2021 update: in the time since this blog post was first published in 2019, I've rewritten my blog with Gatsby! That said, I'm keeping this post available for historical purposes.
I'm in the final stages of turning my website into a Nuxt app and it feels like all my hard work is starting to pay off. When the site was previously statically generated on my computer using Hexo, it was relatively simple (but tedious) to also configure the pages for ideal SEO. Each page was a collection of partial templates that rendered with the page's details from the command line. From there, I created a simple JavaScript plugin for Hexo that allowed me to add the relevant metadata fields that I needed for each page, but it required defining those properties on the actual Markdown files for each blog post. Once again: tedious. Now that the website is an app, those pages are still statically generated but they're created via a web framework that's actually flattening each route of a single-page application into a static page. Nuxt is creating static HTML that transforms into a SPA upon loading. Talk about a turbo charge!

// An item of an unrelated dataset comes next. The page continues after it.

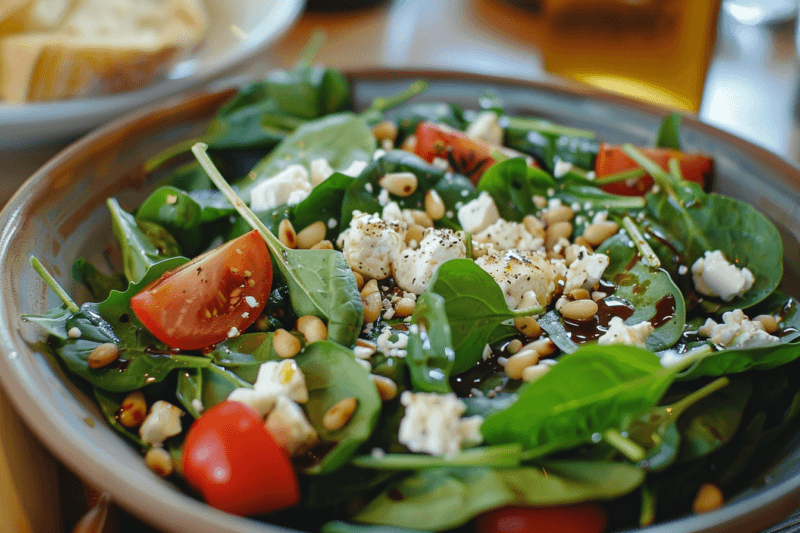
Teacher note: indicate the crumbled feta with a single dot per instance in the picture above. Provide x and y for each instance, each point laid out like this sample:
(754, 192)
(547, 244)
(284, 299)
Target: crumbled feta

Single-page applications allow developers to connect data with a set of rules for display that data. Instead of tediously managing and curating each page as a standalone experience (and having to replicate any changes or fixes across all of those individual pages), I can define how the app should handle the content of the site depending on what it has available, what the user is seeking, and the size of the viewport. But single-page applications do all of this on the fly, so what happens when Google tries to crawl an SPA? The Googlebot understands and will parse JavaScript on a page, but that's not enough because an SPA usually lives entirely on just one page. Commonly, an SPA itself is emulating URLs in the browser using a router but it's not actually a collection of static page files for the Googlebot to crawl. When Google crawls an SPA, it only crawls the one page the actual app is embedded on, and even when that happens it's unlikely to render any of the dynamic goodies on the "home page" of that SPA. In short: Google sees next to nothing. 2021 update: the Googlebot has become considerably better at rendering pages in JavaScript (like SPAs) to read their contents and follow links. In many cases, it's no longer necessary to precompile an SPA in order for Google to read it. That said, there are still indexing benefits to generating a static site upfront!
This is where we can leverage the power of Nuxt. Between a static HTML and a single-page application, Nuxt allows the best of both worlds because it pre-renders all pages to include the necessary HTML. Nuxt pre-renders each page server-side at the time of generation by querying the Prismic API to get my website's most up-to-date information, storing those records in the browser, and ultimately displaying the data in a variety of view states to the user depending on what route they're accessing. That generation is happening on Netlify anytime I edit my website's content on Prismic or commit changes to the app's GitHub repository, so the generated content is always the latest. Once the page loads, any further navigation by the user results in the Vue app taking control of the browser, as opposed to navigating from static file to static file. The result is a much faster and seamless experience, as the app's state can change much quicker and with less resources than a new page load. And all of this happens seamlessly.
With Nuxt generating every possible route for my app, next I had to ensure the right metadata appeared on each type of page. I did this using vue-meta, which is included in Nuxt. I was able to define top-level metadata properties on the actual app, and pages downstream (children components) have their own overrides. The app uses the most specific metadata it can find for each route and component, so you can define something app-wide and then override it only where necessary by defining the property on a child. Using this concept, I sprinkled properties in the <head> element for each part of my website. There was even more metadata available to pack into my individual blog posts, so more fields were applied to those.
Finally, I used structured data to package all my available data into delicious morsels of rich markup for the Googlebot to parse. For example, when a blog post is displayed, the user sees the title, author, date, header image, and contents of that blog. Structured data allows the Googlebot to understand what information is actually being conveyed on each of my pages. I identified all of the possible types of Schema structured data from my website and then wrote JavaScript to embeds relevant structured data on each page.
As a result, my web app is not only blazing fast (and acing every Google Lighthouse audit currently), but it's packed with contextual metadata and abiding by best SEO practices. Best of all, Google understands my site as well as any reader!